If a strain is cryopreserved, JAX® Mice and Services can recover it at additional cost, or ship it as frozen embryos. Most investigators prefer receiving live mice. Over 140 of the nearly 160 TIDR strains are cryopreserved. (We offer an annual workshop on shipping and reconstituting cryopreserved embryos. See our Courses and Conferences Web site.

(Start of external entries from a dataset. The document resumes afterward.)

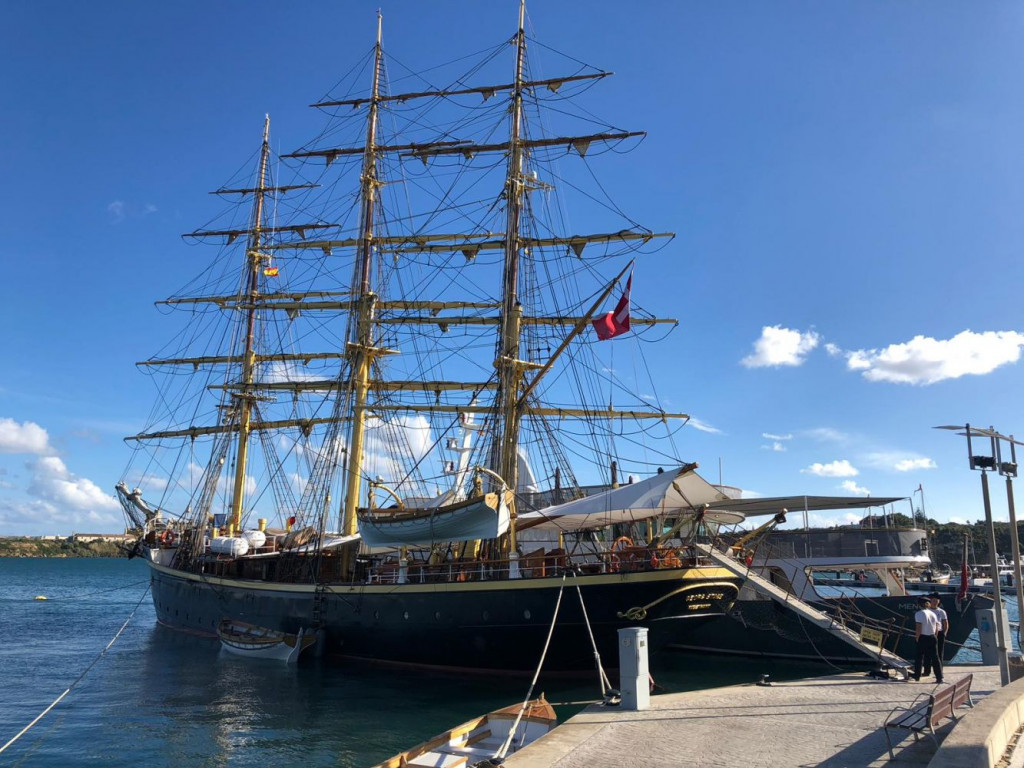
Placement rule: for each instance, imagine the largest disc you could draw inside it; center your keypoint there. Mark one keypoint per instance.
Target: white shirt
(928, 621)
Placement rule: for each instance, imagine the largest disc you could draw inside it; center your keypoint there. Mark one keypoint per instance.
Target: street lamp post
(1009, 470)
(985, 464)
(924, 515)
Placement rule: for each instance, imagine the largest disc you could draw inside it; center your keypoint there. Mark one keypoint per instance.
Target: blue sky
(846, 181)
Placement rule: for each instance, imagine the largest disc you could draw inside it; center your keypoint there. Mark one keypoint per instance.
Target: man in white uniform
(940, 637)
(927, 627)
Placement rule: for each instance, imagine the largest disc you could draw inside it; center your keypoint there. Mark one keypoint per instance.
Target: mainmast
(360, 347)
(510, 368)
(244, 397)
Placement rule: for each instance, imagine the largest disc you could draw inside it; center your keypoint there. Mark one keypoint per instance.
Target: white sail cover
(461, 522)
(673, 493)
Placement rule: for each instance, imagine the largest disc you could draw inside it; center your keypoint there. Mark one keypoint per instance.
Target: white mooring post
(634, 677)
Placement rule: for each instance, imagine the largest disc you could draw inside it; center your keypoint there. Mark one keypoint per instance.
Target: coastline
(30, 547)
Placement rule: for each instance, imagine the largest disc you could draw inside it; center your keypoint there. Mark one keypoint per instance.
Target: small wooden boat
(476, 741)
(259, 642)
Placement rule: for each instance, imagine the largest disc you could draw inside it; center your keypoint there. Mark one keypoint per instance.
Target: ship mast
(510, 368)
(244, 397)
(360, 347)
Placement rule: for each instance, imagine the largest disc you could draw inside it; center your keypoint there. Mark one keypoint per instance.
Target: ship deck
(828, 721)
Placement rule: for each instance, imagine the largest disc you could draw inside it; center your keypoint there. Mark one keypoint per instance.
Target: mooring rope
(602, 678)
(500, 755)
(80, 677)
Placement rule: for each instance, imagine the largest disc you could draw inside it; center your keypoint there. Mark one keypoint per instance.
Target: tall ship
(391, 415)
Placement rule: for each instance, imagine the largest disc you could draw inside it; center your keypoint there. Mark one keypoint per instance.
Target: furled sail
(482, 517)
(675, 493)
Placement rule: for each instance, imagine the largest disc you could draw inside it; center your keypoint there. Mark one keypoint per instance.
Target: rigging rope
(80, 677)
(602, 678)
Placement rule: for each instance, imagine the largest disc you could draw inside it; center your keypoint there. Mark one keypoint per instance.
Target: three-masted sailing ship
(367, 428)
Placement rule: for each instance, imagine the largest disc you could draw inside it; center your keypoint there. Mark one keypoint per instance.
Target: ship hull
(762, 628)
(485, 626)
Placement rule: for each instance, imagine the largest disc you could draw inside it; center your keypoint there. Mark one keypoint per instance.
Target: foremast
(510, 368)
(244, 398)
(360, 347)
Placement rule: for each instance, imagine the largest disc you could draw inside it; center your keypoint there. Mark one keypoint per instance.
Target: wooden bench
(928, 711)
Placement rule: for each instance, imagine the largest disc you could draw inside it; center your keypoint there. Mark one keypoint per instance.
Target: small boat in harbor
(482, 739)
(259, 642)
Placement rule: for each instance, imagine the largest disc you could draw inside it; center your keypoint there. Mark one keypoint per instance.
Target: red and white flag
(615, 323)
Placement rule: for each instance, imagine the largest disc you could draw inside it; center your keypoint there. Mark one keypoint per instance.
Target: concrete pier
(832, 721)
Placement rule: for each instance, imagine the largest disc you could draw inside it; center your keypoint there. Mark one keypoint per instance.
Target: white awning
(674, 493)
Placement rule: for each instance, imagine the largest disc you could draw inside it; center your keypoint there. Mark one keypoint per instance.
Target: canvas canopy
(774, 505)
(673, 493)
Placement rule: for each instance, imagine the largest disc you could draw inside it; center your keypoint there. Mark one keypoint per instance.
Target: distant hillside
(28, 547)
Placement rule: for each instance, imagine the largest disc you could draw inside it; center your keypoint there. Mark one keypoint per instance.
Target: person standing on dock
(925, 633)
(940, 636)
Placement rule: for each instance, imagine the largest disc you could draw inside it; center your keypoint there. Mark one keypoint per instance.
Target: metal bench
(928, 711)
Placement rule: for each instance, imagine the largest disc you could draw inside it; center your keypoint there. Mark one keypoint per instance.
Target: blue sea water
(159, 697)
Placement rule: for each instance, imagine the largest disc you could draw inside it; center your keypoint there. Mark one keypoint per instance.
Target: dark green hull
(486, 626)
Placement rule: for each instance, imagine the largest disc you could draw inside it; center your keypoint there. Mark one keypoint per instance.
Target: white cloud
(24, 438)
(839, 468)
(826, 434)
(780, 346)
(52, 482)
(851, 486)
(60, 503)
(704, 426)
(907, 465)
(926, 360)
(894, 461)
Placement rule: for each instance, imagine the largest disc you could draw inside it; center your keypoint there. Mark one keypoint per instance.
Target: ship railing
(538, 564)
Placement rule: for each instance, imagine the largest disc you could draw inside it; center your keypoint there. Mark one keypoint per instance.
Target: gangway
(886, 658)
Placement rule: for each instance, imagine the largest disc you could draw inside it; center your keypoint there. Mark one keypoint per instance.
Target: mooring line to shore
(92, 664)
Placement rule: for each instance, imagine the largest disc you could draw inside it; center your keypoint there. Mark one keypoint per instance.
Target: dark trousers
(940, 644)
(926, 655)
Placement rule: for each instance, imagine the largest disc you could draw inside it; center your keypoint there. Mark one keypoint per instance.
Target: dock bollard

Submitting a Strain to the T1DR

You may donate type 1 diabetes and other models to our Repository by completing a strain submission form, available from the following Web site. By submitting a model to the Repository, you accrue several benefits, including the following:

  • you meet your obligations to share grant-generated resources;
  • you do not have to maintain mouse colonies no longer required for your research;
  • the Repository cryopreserves your stock, insuring it against catastrophic losses, such as those recently experienced at animal facilities in New Orleans;
  • the Repository performs extensive genetic quality control on all acquired strains and, in many instances, phenotypes them to verify published information;
  • the Repository more fully characterizes high demand strains; and
  • the Repository ensures that each strain receives proper nomenclature, is described and entered into the JAX® Mice Database, and that its availability to the scientific community is announced on our Web sites and in our print publications.

References

Breyer MD, Tchekneva E, Qi Z, Takahashi T, Fogo AB, Zhao HJ, Harris RC. 2007. Genetics of diabetic nephropathy: lessons from mice. Semin Nephrol 27:237-47.

Breyer MD, Qi Z, Tchekneva E. 2006. Diabetic nephropathy: leveraging mouse genetics. Curr Opin Nephrol Hypertens 15:227-32.